Hiring picked up in May after a disappointing April, as nonfarm payrolls rose 559,000 jobs. Still, that was below market expectations for around 670,000. Meanwhile, the change in total nonfarm payroll employment for March was revised up by 15,000, from 770,000 to 785,000, and the change for April was revised up by 12,000, from 266,000 to 278,000. With these revisions, employment in March and April combined is 27,000 higher than previously reported.

Once again, leisure and hospitality led the way on job gains, adding 292,000 positions. Two thirds of those jobs were in restaurants and bars, which added back 187,000 workers. Leisure and hospitality employment is still down 15%, or 2.5 million jobs, versus pre-pandemic levels.
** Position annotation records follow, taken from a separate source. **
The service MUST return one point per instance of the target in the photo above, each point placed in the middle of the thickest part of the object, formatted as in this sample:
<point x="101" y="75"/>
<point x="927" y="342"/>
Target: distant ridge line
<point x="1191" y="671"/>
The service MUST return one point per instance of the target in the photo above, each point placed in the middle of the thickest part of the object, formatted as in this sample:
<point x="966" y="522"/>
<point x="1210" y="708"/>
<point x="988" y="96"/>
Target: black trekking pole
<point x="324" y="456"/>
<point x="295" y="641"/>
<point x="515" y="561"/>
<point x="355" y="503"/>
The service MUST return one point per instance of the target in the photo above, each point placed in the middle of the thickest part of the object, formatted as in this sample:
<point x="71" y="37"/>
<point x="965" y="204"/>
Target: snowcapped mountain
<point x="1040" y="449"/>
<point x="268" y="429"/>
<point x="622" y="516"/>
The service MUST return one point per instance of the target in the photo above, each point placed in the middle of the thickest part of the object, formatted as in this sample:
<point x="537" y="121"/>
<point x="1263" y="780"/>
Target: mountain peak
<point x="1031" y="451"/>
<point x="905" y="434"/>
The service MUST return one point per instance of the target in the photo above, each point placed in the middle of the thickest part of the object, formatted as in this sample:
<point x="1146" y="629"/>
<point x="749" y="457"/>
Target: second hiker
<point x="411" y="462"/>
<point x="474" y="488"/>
Hiring was also up in local government education (+53,000), state government education (+50,000) and private education (+41,000), reflecting the resumption of in-person learning. Health care and social assistance also had decent job growth (+46,000) in May, with a big jump up in employment in child care services (+18,000). On the goods side of the economy, manufacturing employment rose 23,000 in May. However, construction shed 20,000 positions, driven by non-residential specialty trade contractors (-17,000). Retail trade also shed workers for the second consecutive month (-6,000), as food and beverage stores reduced staffing for the third consecutive month.

The unemployment rate fell to 5.8%, from 6.1% in April. The drop in the unemployment rate was driven by a smaller 444,000 gain in household employment, but the labor force fell slightly (-53,000). Therefore, labor force participation edged down 0.1 percentage points to 61.6% in May, and has made little improvement since June 2020.